Di luar kisah film yang menginspirasi ini,
saya menemukan banyak publikasi tentang riset serius yang dibuat untuk film
ini. Ternyata, prosesnya menelan waktu cukup panjang. Tim Disney menurunkan tim
untuk mengamati tingkah-polah para binatang, mempelajari gerak dan fisiologi,
lalu menentukan seperti apa yang akan ditampilkan di film. Saya juga melihat
ada upaya untukmengumpulkan data kultural, yakni berbagai stereotype dan
anggapan manusia atas hewan. Misalnya gajah dianggap punya ingatan kuat, singa
adalah pemimpin, rubah selalu licik, dan kelinci sendiri dianggap peragu serta
hewan yang cute dan imut. Pesan yang saya tangkap adalah kenyataan lebih
kompleks dari sekadar penilaian. Tak adil menilai sesuatu hanya dari generalisasi
yang dilakukan secara berlebihan.
Kekuatan Riset
Bagi saya, riset yang dilakukan Pixar dan
Disney ini menjadi sesuatu yang mahal, dan justru jarang dilakukan rumah
produksi kita di tanah air. Kita sering menganggap riset itu tidak peting, riset
hanya membuang-buang tenaga. Di level birokras dan pemerintahan, riset itu hanya
dilakukan sekadar untuk memenuhi syarat dikeluarkannya kebijakan publik. Dalam
praktiknya, riset itu hanya menjadi setumpuk dokumen yang malah tak dibaca,
melainkan disimpan di laci meja.
Yang terjadi kemudian adalah riset
dikerjakan dengan asal-asalan, sekadar untuk mencairkan anggaran, lalu semua
pihak melupakannya. Tantangan bagi kita adalah bagaimana menjadikan riset
sebagai nyawa dari banyak aktivitas, bagaimana menjadi riset sebagai upaya
untuk menemukan hal baru, demi melahirkan sesuatu yag juga baru, demi
menerjemahkan impian jangka panjang yang kita bangun.
Kita bisa menghasilkan film-film sekelas
buatan Pixar dan Disney sepanjang ada satu lembaga riset yang kuat, memiliki
dokumentasi yang lengkap atas kisah rakyat (folklor), legenda, hikayat, mitos,
ataupun urban legend, yang setiap saat bisa dikemas menjadi kisah yang kuat.
Sungguh disayangkan, sebagai bangsa besar yang beragam budaya, kita malah
kehilangan kisah menarik untuk diolah dalam sinematografi.

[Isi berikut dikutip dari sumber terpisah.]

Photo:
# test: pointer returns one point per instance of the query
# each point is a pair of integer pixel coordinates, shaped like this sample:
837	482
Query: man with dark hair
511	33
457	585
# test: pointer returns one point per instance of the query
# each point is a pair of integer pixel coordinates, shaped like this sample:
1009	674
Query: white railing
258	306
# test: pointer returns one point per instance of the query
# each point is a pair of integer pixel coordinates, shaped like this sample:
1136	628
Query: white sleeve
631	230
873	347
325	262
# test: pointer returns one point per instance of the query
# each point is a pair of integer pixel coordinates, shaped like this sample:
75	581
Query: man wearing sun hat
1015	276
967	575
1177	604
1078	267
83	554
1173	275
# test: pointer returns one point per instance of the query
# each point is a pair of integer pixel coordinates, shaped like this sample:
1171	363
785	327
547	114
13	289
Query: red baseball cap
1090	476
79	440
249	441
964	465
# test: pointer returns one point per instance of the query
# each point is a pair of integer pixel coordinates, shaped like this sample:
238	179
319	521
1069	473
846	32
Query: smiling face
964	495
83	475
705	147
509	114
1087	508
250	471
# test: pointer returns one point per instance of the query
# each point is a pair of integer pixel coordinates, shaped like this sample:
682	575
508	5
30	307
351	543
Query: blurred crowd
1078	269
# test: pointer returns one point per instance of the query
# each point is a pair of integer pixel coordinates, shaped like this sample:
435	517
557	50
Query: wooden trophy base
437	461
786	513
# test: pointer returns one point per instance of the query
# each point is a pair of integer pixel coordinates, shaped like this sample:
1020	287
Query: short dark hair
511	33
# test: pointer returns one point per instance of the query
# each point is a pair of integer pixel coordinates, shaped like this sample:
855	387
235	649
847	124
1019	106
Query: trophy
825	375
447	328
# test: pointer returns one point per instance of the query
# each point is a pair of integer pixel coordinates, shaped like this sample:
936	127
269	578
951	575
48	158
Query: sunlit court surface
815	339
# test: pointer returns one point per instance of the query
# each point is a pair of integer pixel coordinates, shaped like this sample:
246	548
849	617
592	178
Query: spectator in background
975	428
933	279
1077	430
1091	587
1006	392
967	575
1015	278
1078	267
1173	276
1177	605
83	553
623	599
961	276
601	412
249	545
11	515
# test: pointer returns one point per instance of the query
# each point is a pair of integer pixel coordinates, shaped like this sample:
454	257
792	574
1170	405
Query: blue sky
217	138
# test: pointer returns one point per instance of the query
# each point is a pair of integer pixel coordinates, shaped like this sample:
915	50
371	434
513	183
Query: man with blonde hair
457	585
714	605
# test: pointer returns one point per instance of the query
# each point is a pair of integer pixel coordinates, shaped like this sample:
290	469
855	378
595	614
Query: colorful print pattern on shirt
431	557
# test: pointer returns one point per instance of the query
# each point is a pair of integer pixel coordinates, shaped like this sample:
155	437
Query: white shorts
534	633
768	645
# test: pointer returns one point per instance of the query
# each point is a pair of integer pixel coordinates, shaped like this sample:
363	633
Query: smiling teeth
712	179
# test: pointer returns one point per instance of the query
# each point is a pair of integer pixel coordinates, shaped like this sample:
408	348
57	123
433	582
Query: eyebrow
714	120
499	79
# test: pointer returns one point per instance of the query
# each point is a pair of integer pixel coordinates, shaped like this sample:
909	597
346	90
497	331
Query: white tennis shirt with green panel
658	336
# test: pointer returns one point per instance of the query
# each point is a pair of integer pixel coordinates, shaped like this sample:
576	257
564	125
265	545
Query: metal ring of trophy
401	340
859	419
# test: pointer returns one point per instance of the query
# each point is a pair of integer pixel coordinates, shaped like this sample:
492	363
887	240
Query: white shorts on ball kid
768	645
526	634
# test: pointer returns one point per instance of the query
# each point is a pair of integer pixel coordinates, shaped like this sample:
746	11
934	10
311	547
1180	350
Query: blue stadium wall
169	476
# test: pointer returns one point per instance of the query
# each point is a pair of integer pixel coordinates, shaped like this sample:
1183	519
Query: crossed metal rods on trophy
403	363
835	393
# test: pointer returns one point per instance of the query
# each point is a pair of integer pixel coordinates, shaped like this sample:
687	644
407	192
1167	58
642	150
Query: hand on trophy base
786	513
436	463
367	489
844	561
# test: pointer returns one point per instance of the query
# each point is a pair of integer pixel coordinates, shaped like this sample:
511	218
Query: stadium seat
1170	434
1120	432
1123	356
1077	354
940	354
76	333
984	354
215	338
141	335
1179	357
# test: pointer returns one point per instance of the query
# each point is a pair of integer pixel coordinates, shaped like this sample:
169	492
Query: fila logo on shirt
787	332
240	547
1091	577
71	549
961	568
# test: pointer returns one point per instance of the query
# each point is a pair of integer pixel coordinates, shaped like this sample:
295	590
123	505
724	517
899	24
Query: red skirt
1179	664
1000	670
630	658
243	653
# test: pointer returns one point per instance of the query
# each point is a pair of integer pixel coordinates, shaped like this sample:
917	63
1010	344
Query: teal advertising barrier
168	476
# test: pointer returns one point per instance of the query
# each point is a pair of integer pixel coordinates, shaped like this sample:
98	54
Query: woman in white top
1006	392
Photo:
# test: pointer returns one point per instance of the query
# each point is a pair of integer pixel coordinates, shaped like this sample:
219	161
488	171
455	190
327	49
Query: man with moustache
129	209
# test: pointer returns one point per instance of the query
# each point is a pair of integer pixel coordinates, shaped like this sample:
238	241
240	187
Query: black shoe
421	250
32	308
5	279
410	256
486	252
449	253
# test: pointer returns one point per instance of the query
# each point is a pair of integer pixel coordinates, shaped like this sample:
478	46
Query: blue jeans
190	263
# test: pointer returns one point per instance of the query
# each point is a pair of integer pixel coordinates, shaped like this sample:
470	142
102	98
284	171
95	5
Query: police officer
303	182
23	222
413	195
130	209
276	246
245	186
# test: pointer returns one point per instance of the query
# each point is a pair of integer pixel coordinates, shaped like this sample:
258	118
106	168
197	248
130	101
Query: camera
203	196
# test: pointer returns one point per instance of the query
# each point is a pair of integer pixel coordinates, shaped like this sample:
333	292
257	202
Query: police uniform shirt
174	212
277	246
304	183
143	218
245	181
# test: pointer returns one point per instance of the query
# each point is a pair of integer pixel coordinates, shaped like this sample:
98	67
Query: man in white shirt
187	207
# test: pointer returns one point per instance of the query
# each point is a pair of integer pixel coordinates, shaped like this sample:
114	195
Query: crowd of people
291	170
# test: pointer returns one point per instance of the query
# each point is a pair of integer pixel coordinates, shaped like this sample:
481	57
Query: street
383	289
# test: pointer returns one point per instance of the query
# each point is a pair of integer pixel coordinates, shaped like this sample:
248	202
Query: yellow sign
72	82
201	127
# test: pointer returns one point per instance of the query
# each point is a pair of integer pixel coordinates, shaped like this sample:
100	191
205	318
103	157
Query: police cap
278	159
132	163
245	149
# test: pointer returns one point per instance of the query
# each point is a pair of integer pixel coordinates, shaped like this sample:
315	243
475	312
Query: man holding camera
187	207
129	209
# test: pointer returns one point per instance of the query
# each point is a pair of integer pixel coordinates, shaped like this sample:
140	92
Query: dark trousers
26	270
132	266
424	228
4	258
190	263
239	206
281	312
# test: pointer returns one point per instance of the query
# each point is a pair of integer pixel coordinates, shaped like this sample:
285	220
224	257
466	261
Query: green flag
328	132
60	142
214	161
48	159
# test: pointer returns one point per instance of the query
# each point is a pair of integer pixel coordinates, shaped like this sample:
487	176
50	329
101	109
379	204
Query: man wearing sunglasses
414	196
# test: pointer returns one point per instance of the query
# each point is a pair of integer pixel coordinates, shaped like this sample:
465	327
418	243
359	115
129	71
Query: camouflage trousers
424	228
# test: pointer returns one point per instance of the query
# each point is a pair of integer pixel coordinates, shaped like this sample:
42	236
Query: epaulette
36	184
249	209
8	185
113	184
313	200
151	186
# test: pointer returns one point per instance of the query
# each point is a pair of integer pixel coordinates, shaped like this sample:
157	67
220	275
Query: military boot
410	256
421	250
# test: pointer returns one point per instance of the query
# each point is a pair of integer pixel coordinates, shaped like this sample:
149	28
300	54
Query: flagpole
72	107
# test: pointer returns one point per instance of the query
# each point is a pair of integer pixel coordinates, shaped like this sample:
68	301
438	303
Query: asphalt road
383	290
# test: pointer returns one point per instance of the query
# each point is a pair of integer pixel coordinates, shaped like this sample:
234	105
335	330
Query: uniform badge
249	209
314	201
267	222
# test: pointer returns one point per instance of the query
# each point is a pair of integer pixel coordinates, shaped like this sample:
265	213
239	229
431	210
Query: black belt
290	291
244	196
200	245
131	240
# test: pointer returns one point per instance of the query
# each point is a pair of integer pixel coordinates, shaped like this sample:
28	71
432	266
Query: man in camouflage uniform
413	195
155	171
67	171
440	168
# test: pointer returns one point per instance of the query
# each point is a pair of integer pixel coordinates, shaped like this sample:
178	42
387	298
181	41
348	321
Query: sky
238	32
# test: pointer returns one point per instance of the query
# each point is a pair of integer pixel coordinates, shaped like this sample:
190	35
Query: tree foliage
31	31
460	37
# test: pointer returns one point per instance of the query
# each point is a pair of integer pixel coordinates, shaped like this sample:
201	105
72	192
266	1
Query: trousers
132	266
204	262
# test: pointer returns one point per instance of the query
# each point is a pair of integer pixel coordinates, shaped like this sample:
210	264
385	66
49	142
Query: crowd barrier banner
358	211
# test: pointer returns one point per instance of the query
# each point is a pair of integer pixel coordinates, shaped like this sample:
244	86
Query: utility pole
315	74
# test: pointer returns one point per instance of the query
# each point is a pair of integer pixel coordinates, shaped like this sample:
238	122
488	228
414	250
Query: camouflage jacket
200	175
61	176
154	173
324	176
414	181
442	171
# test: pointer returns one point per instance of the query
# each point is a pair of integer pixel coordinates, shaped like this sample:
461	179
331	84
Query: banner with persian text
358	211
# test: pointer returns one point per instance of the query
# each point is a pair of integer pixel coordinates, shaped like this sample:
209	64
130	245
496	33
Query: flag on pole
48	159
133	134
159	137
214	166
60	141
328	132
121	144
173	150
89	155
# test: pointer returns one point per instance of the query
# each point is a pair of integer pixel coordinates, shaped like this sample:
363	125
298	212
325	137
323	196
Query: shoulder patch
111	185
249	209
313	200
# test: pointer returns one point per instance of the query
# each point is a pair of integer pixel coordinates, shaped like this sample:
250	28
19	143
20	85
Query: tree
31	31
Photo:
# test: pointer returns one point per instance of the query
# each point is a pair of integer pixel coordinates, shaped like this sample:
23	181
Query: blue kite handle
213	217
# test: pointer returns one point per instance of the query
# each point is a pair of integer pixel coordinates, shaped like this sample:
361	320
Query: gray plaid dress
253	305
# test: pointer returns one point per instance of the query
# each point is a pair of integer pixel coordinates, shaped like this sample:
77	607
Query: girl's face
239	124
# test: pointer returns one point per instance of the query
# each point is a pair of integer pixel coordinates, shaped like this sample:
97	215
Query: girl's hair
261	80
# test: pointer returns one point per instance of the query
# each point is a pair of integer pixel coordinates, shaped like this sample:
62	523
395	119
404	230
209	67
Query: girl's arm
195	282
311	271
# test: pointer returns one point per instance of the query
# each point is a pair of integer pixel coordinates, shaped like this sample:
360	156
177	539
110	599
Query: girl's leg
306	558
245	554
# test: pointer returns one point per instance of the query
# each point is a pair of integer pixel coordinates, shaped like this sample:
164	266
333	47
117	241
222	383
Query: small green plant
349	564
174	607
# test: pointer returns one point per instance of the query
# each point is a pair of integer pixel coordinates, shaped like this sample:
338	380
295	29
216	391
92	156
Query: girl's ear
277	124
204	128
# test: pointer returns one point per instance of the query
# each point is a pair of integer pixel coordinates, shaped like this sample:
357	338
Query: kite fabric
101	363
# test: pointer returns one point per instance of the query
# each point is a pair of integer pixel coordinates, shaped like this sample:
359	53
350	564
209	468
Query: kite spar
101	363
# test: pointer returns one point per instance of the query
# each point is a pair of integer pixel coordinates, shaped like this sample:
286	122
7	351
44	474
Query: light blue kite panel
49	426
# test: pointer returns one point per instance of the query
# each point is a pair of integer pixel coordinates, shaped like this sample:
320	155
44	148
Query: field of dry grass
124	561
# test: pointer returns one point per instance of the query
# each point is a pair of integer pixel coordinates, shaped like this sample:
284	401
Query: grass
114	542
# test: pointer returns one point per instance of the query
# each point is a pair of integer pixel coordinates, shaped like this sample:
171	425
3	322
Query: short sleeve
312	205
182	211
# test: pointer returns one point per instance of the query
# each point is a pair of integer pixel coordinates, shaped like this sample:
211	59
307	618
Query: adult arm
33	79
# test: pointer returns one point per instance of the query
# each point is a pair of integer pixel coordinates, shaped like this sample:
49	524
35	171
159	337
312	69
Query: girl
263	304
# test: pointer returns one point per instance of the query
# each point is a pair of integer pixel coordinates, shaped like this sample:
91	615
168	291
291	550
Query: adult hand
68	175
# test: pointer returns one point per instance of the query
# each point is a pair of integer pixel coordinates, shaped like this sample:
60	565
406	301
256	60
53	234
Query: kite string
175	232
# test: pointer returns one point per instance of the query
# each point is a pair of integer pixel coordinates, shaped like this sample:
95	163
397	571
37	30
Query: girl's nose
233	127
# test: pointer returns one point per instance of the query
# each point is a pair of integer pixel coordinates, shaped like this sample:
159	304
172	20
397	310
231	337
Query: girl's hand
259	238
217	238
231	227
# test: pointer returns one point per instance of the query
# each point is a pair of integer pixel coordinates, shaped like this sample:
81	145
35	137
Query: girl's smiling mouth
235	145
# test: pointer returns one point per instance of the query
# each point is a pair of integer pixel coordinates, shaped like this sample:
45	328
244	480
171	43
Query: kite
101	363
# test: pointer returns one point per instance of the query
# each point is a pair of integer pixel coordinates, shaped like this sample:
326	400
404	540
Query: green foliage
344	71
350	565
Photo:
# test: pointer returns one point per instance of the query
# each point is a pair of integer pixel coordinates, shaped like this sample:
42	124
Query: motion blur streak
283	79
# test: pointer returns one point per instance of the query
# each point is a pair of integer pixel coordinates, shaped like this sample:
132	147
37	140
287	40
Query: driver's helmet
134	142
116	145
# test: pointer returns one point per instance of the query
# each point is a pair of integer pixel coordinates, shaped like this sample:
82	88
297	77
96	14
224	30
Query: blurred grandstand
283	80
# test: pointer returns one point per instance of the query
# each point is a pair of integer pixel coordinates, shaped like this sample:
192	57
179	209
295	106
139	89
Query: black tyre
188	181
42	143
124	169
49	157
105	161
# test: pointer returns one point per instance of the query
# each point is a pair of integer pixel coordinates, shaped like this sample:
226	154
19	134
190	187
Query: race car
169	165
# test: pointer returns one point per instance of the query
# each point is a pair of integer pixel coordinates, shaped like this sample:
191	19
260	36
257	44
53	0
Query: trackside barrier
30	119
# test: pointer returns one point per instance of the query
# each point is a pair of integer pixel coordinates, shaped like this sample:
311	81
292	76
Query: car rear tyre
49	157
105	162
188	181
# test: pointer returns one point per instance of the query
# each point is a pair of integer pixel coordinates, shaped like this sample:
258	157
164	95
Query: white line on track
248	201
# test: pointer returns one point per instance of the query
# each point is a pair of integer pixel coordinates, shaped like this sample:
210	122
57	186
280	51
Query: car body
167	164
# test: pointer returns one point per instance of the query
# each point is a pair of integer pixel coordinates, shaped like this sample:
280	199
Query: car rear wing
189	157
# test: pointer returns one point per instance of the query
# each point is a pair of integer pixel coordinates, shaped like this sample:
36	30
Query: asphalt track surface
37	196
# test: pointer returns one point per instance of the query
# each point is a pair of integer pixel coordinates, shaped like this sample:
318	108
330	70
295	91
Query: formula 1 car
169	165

Kita harusnya malu
dengan kualitas beberapa sinetron yang tengah tayang di televisi kita.
Saya teringat JK Rowling, pengarang kisah
Harry Potter yang fenomenal itu. Dalam satu wawancara dengan Newsweek, ia
mengatakan, “Saya beruntung karena lahir di Inggris, negeri yang punya banyak
folklor, mitos, legenda, serta berbagai hikayat. Saya hanya mengolah semua
bahan-bahan itu demi membuat kisah Harry Potter.”
Artinya, memiliki kekayaan kisah bukanlah
satu-satunya alasan untuk menjadikan kita unggul dalam hal produksi budaya pop.
Yang selanjutnya dibutuhkan adalah adanya lingkungan yang mendukung, pengorganisasian
semua kekuatan dan potensi, payung regulasi dan insentif yang kuat, dukungan
pemerintah, juga dukungan masyarakat luas bagi lahirnya karya-karya baru. Pihak
sineas mesti membuka mata terhadap berbagai hal baru, lalu mengajak lembaga
riset untuk duduk bersama demi mengembangkan kisah.
Jika semua hal bekerja sesuai dengan
harapan, bukan tak mungkin kisah Zootopia akan muncul dari rumah produksi kita.
Hey, bukankah kita punya berbagai kisah fabel, serta berbagai mahluk seperti
jin, siluman, peri, setan, malaikat, ataupun dewa-dewa yang mestinya bisa
dikemas menjadi kisah yang tak kalah hebat?